This page is maintained by David Ebert and Rick Starr, although the content generally applies to all “Research Faculty” here on the MLML campus.
What is Research (or adjunct) Faculty status?
We are subject to similar standards of review and promotion, however, we are still not on the “tenure-track”. Our salaries and research are supported fully or in part by grants, a.k.a. “soft money.” We are not required to teach or advise students, but do so for the mutual benefit of the Moss Landing community and our own research programs.
Are you taking students?
Yes, but there are conditions that apply in this situation. We can accept and advise students but only if there is a member of the tenured or tenure-track faculty that co-advises the student. In many cases, this co-advisor remains “silent” and exists on paper only. You can use the co-advisor to your advantage though if you choose wisely, and add an element to your research program that we alone cannot provide. In all cases, if one of us accepts you, we will be your primary advisor. You need not worry about our commitment to you or your success in the program, regardless of title. There is additional information about this arrangement in the MLML Student Handbook, which should always be referred to for the most current information regarding the graduate program and the associated policies and practices.
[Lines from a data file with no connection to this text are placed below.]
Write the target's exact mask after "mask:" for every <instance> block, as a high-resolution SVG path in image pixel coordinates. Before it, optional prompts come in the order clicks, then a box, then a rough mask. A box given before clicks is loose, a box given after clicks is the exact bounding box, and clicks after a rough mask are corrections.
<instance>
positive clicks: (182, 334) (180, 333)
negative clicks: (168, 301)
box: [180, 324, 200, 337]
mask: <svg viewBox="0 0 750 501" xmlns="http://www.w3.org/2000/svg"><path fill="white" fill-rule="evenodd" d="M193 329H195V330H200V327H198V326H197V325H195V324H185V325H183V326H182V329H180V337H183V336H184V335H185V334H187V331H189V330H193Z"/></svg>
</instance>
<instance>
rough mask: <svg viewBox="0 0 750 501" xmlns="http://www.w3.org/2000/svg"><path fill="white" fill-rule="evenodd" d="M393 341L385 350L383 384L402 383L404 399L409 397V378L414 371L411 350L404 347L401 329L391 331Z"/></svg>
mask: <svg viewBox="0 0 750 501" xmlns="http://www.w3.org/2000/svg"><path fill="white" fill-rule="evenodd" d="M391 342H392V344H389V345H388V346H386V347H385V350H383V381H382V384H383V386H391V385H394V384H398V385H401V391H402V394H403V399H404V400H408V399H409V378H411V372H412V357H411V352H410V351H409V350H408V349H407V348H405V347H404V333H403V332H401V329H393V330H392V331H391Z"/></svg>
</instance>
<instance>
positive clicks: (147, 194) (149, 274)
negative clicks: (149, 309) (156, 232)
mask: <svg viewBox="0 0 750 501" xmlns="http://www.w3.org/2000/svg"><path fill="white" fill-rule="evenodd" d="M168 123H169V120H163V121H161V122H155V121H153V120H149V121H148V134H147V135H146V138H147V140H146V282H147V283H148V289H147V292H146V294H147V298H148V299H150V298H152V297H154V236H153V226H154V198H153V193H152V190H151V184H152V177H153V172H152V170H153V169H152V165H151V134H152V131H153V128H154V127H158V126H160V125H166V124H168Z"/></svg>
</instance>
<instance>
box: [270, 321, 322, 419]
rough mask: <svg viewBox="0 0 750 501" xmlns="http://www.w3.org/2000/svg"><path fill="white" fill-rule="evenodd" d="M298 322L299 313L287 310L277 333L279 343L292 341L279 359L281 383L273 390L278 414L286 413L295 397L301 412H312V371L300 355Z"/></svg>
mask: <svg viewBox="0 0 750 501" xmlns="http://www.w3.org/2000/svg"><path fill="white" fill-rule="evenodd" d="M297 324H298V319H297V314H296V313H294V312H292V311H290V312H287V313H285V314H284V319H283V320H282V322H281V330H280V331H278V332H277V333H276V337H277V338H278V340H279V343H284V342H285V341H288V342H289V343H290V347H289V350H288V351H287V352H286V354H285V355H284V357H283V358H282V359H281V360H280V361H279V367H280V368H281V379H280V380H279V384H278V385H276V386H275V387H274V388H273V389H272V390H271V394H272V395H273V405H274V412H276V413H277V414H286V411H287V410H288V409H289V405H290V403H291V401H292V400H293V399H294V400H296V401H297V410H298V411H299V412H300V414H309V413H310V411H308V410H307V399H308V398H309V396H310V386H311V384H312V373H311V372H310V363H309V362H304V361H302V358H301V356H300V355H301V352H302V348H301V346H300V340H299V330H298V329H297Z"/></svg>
How does admission to MLML work?
The MLML website has more complete information about this process, and you should read that information carefully. However, we will reiterate the main points here and note how they vary when applying to work with a Research Faculty member. First, you need to be accepted to Moss Landing Marine Lab’s program. To apply to be a student at Moss Landing Marine Labs, you need to apply to Graduate Admissions at one of the consortium schools that are affiliated with the lab. These are San Jose State University, California State University Hayward, Sacramento State University, Fresno State University, San Francisco State University, California State University Stanislaus, and California State University Monterey Bay. The school that accepts you will become your “home” institution. Acceptance decisions are usually made by the faculty at MLML and then relayed to the home institution and on to you. In the situation of co-advising, we let the faculty member know that we want to accept a student and we sit down together and review your file.
The school that you choose as your home institution matters little in the long run. You will spend most, if not all, of your time at MLML in residence at the lab and will likely never need to visit your home campus except perhaps to turn in your thesis. Be aware, however, that the requirements for acceptance (i.e., GRE’s or not), maintaining student status, and ultimately graduation are determined by your home institution; not by your advisor. Also, some campuses require that students obtain another tenured CSU faculty member for their thesis committee and we have none with the necessary specialty. Students can then go to their home institution for another committee member who potentially has some interest and advice to bestow on the project. This usually works smoothly for all involved, but be aware of the requirement. You should check out each of the consortium schools and decide which is right for you.
What factors affect your decision to take a student?
As a general rule, we usually do not accept students without meeting them first.
We can only accept new students if there is space in our “lab” for them. Currently, we have very limited space. This will severely limit the number of students that we can accept for the time being. You should keep in mind that even if one of us is not your primary advisor, we can serve on your committee. If you plan to do work directly related to one of us, however, you should try to become a student through us.
We expect the students that we accept to have research interests that overlap with ours, or we simply cannot advise you effectively. We expect you to have a good undergraduate GPA and GRE scores, and most importantly, good letters of recommendation. Having some research experience is a good idea, and can make up for less than perfect grades and scores. We are looking for students who are hard-working and dedicated and, most importantly, know why they want their MS degree in Marine Science (note that MLML cannot currently award the PhD degree). Again, strength in these areas can sometimes make up for less than perfect grades and scores. It will help us in our evaluation process if you include a short, concise, well written, Statement of Purpose when you contact us that outlines your research interests, why you want to get an MS degree, and why at MLML with one of us.
You should also realize that MLML, in general, funds few of their students. This means that unless you are among the lucky few that lands a TA or RA position during any given semester, you will likely have to work outside of the lab to make ends meet. We write grants to support ourselves and try to include student support in those grants, but there are no guarantees.
What to do next?
Make sure you have read and are familiar with the Information For Students provided on the MLML home page. If you are still interested in working with one of us, here’s a checklist to help you through the process.
– Think about what you want to do and determine if your interests match ours
– Prepare a Statement of Purpose (tell us why you want to come to MLML)
– Email us with your interest and Statement of Purpose
– Contact Graduate Admissions at one of the consortium schools that are affiliated with the lab and determine what you need to do to apply.